You mean CN for Common Name (not CNAME). Why do you care what the Common Name is? It has not been used to validate certs for a very long time.
Can you restate what your current problem is? Because you are getting plenty of certificates - too many even.
Michael, Thanks for your help and patience. There are actually 19 domains in the list - 38 if one includes the www prefix. Yes, I meant CN. The reason for changing the CN to sarasa.net, oracle.sarasa.net being the primary nameserver - is that if I point Sendmail to use the letsencrypt certificates - downloading mail produces an error that the name on the cert does not match the mail server mail.sarasa.net . Should I also include a request for mail.sarasa.net with an additional -d flag eg; -d mail.sarasa.net ? I had presumed the reason I was getting the error was that sarasa.com was listed as the CN on the cert and not sarasa.net
Yes - about to update the program. It has been working fine until I ran into this problem .

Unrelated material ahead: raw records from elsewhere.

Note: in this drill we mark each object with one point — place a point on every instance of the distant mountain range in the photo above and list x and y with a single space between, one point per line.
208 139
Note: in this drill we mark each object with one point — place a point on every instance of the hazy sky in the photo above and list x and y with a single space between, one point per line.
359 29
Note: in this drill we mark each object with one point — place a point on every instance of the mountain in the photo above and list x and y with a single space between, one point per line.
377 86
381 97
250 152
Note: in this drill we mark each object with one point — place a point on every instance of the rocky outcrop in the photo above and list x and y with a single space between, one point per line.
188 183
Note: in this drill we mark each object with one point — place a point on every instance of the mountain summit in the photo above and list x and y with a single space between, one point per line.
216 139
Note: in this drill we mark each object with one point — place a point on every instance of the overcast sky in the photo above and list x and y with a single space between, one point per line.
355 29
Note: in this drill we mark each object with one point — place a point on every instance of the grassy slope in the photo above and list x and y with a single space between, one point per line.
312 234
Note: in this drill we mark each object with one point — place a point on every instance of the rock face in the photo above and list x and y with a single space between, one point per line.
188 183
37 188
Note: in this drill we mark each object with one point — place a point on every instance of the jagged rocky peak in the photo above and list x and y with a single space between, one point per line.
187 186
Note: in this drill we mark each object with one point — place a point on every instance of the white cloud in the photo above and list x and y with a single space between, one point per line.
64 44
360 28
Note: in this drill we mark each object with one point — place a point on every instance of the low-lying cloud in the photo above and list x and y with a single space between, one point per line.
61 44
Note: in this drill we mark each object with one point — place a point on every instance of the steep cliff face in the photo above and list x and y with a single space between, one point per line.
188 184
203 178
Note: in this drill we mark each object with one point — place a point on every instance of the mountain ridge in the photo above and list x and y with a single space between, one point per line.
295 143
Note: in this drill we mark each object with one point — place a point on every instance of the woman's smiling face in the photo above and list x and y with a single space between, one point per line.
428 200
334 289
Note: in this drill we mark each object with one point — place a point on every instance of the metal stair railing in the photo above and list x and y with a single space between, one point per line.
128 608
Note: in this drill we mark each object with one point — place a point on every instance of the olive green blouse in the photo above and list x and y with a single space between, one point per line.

Yes, those are counted. A subdomain counts the same as an apex name for the cert. Each is validated independently and each appears in the cert.
Probably more likely that it did not have mail.sarasa.net in the cert. But, if your mail program is as old as your Certbot I cannot even guess 
Note that the CN has been deprecated for some time and Let's Encrypt will offer option to not have any CN per current recommendations (see tlsserver option here). If you have an old package that requires a CN perhaps your best option is to make a cert with only that domain name in it. Like: mail.sarasa.net This may make it easier to control that cert and that field.
This topic was automatically closed 30 days after the last reply. New replies are no longer allowed.